README

Webots Drone Scene

This repository is a Gym environment for Webots drone scene focused on UAV navigation research. The current research project is focused in fire emergency outdoor simulated scenarios, based on previous Gym wrapper for a forest fire scene. The environment is intended to train a Reinforcement Learning agent to control a drone under a fire emergency context. In order to make the drone flight, the algorithm must be capable to work under a continuous domain for both action and state space. The agent’s state can be represented by an image, a vector state, or both from which must decide the action to take. The mission of the agent is to approach to the fire location keeping a safe distance.

Updates

2024/02/09 [Major fixes] v1.2: update reward values $\in [-1, 0]$ and adding distance difference as a boolean factor
2024/01/30 [Major fixes] v1.1: multi modal approaches support, store data fixes

Available environments

There are currently two environments which differs in the action’s domain space.

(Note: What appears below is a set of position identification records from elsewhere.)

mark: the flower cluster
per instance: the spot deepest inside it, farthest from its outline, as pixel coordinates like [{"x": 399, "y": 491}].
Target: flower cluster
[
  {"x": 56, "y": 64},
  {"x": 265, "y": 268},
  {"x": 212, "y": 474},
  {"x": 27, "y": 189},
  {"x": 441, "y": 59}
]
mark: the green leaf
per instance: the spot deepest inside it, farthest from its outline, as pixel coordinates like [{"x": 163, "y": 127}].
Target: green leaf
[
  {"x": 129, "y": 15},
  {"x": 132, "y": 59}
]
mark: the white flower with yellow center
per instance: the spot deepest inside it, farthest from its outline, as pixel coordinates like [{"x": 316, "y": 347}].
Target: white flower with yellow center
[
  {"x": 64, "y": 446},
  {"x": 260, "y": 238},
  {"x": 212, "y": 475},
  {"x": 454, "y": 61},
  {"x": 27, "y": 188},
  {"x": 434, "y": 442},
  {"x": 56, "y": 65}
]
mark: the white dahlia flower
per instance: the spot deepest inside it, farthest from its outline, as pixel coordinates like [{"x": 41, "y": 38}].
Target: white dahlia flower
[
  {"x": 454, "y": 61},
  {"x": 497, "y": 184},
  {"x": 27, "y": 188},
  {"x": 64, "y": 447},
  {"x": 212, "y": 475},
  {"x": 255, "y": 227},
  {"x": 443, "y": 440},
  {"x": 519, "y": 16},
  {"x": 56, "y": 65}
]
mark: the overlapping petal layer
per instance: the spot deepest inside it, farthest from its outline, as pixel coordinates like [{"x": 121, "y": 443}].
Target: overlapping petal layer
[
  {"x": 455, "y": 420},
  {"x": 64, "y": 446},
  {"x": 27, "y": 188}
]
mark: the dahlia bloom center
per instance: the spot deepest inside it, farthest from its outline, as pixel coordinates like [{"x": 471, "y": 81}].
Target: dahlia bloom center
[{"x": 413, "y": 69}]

webots_drone/DroneEnvContinuous-v0 presents a continuous action space domain composed by a 4-elements vector represented by $\{\phi, \theta, \psi, thrust\}$ corresponding to roll, pitch, and yaw angles, and the altitude desired for the drone.
- $\phi$ is related to the translation in x-axis moving the drone to the left or the right.
- $\theta$ is related to the translation in y-axis moving the drone forward or backward.
- $\psi$ is related to the rotation in z-axis and rotates the drone in counter- or clockwise directions.
- $thrust$ is related to the translation in z-axis and move the drone in up or down.
webots_drone/DroneEnvDiscrete-v0 is an extension of DroneEnvContinuous-v0 with a discrete action space domain composed by a 6 actions + 1 no-action posibilities. The action is discretized and the same step logic from the continuous domain is applied. It is considered two actions for each continuous degree-of-freedom and a fixed altituted resulting in:
- Action 0: no-action
- Action 1: affects $\phi$ with $\pi / 12 => [\pi / 12, 0, 0, 0]$
- Action 2: affects $\theta$ with $\pi / 12 => [0, \pi / 12, 0, 0]$
- Action 3: affects $\psi$ with $\pi => [0, 0, \pi, 0]$
- Action 4: affects $\phi$ with $-\pi / 12 => [-\pi / 12, 0, 0, 0]$
- Action 5: affects $\theta$ with $-\pi / 12 => [0, -\pi / 12, 0, 0]$
- Action 6: affects $\psi$ with $-\pi => [0, 0, -\pi, 0]$

The observation space is a high-dimensional image, represented by the drone’s $400 \times 240$ pixels BGRA channels camera image. The observation is processed to get an image with RGB channels and values $\in [0, 255]$.

Reward function

The reward function is the Euclidean distance between the drone’s position and the safe zone edge, calculated in from the fire location (target position). The safe zone edge is defined at the fire location as base, add the radius size is 4 times the fire’s height. This reward function start with a under zero value, and increase while the drone is getting close of the fire location. If this value is great than zero, the episode’s end. The reward function is defined as follows:

The reward signal comprises a two component value of distance and orientation. The value distance is the difference between the target position and the UAV position with two threshold values corresponding to the range are of detection and the nearest it can reach. The following methods implements it:

def compute_direction_vector(position, orientation, ref_position):
    # Calculate the vector pointing from the agent position to the target position
    vector_to_target = np.array(ref_position) - np.array(position)
    # Normalize the vector
    norm_vector_to_target = vector_to_target / np.linalg.norm(vector_to_target)
    # Calculate the agent's forward vector based on its orientation
    agent_forward_vector = np.array([np.cos(orientation),
                                     np.sin(orientation)])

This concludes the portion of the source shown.